The bullet-riddled bench where Ashmattie Persaud was sitting when she was shot by her husband, Yagroop Persaud. (Photo by Aubrey Crawford)

The act, according to a witness, seemed to have been premeditated as the killer appeared dressed to kill, in a cloak and long boots which helped to conceal the long weapon.

He reportedly became annoyed after his wife did not return home with him and was said to be "jealous" of the way she seemed to be enjoying herself at the feast.

A friend recalled that he seemed eager to get his wife away from the wedding house but she did not yield to his requests.

Neighbours of the Persauds said all they heard was a single gunshot and when they investigated they saw the man lying underneath his house with his brains blown out. When Stabroek News visited the man's house a thick clot of blood could be seen on the ground and splattered pieces of his brain were on the wall under the house. Apparently the man locked his house before committing the act and up to late yesterday afternoon no one was able to gain access to it.

This incident comes in the wake of several recent ones including a murder/suicide at Stanleytown, West Bank Demerara, when Lalta Persaud Singh viciously chopped his mother Kissoondai Singh while she was lying in a hammock.
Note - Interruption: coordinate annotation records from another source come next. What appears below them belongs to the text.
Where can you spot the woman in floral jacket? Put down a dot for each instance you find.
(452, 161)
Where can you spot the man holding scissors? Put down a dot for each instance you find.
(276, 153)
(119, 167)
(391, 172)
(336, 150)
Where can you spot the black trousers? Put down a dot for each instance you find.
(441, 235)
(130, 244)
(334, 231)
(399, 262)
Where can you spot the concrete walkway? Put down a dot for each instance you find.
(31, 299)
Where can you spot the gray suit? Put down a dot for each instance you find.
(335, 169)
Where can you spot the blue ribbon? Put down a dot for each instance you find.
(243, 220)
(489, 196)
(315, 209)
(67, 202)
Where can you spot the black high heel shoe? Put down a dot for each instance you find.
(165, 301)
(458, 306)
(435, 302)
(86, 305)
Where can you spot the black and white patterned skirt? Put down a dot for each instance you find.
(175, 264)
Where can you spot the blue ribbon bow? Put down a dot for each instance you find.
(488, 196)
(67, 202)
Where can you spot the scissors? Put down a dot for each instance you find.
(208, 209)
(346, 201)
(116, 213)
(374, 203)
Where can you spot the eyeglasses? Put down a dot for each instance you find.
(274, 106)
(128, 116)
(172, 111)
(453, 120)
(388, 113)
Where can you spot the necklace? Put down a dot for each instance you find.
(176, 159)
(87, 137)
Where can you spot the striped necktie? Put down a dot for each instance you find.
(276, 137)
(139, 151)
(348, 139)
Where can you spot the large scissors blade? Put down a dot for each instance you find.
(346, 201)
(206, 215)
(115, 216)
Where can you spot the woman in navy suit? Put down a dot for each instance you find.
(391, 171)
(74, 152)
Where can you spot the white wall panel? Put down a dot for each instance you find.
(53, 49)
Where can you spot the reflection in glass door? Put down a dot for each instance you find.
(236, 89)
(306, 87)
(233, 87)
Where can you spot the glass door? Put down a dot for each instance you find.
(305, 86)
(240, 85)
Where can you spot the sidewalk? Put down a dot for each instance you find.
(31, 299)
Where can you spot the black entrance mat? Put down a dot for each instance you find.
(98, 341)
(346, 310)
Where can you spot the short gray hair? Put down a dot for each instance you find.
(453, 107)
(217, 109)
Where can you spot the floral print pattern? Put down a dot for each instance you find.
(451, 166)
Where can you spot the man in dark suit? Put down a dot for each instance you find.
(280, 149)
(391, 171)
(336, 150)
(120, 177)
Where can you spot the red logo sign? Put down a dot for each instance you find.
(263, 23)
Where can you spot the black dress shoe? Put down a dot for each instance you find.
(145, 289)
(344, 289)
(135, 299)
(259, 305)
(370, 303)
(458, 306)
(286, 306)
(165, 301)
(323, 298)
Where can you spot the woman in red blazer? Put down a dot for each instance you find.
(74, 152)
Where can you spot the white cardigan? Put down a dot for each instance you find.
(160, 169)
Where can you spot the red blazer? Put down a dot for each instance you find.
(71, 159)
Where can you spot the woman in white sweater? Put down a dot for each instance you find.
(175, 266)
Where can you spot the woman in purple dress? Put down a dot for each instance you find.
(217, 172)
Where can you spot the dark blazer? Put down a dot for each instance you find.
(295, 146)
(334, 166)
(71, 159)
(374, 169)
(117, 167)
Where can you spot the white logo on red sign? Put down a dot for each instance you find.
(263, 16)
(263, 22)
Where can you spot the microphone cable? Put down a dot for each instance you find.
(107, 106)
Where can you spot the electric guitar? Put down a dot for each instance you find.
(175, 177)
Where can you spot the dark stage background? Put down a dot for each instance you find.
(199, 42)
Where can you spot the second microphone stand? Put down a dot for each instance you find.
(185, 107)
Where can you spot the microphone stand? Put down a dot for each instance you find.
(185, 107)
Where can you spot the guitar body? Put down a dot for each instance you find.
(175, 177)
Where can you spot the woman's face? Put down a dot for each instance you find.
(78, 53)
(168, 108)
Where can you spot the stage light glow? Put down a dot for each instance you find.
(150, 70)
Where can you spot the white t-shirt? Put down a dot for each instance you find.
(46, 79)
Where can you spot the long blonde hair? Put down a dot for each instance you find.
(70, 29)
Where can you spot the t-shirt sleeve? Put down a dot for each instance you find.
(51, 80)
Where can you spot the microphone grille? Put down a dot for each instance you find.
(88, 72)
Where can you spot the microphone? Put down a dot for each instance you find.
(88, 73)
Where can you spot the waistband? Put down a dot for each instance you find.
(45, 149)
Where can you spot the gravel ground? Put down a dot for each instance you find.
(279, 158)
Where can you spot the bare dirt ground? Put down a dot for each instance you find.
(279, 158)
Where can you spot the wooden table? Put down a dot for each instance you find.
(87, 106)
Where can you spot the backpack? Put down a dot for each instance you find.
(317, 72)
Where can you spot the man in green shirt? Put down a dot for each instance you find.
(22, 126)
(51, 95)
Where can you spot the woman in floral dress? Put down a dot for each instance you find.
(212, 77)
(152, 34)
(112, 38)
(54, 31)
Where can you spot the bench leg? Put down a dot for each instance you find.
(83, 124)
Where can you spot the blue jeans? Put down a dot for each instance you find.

The November 8, 1999 incident allegedly had its genesis in the loan of a piece of jewellery from his mother to his wife. He then drank a weedicide and jumped from a window of the West Demerara Regional Hospital, before dying some hours after. Kissoondai Singh died the next day at the Georgetown Hospital.
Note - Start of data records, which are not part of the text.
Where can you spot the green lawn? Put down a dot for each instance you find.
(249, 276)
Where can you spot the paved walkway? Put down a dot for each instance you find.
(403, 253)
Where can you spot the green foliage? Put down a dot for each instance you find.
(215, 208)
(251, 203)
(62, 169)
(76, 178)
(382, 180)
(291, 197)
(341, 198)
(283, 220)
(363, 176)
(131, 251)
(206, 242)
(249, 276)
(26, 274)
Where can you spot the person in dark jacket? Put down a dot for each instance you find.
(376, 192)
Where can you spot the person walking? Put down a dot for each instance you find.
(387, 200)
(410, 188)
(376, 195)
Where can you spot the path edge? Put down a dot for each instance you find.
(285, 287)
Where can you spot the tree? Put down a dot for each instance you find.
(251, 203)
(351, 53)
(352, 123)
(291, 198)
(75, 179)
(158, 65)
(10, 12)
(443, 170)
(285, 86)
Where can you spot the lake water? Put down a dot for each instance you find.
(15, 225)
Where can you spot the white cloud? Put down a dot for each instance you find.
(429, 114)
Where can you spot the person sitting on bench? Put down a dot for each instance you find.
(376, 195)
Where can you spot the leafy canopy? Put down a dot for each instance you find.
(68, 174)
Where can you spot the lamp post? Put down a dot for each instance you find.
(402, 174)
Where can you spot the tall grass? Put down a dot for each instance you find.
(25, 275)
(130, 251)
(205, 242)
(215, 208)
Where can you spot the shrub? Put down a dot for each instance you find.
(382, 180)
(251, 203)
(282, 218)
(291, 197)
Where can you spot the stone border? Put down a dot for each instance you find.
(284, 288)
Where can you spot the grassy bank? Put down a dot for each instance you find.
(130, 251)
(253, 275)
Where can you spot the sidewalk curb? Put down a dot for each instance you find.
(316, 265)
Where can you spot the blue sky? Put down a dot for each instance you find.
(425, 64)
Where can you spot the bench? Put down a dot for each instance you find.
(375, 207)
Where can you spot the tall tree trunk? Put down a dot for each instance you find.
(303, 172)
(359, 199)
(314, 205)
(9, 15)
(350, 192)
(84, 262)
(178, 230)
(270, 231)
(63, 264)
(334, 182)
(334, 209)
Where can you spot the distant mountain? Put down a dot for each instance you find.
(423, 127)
On July 7, a security guard, Raul Herod of Buxton, East Coast Demerara, killed his grandmother, mother, aunt, two of his three children and a niece and nephew, setting fire to the family home and executing himself. One of his children survived a bullet, which had lodged in his jaw. The killings stemmed from an ongoing family feud.

And on December 24, 1994 Imtiaz Rahaman of Triumph, East Coast Demerara, shot and killed his wife and two of their four children before turning the gun on himself. This incident also reportedly stemmed from a domestic dispute.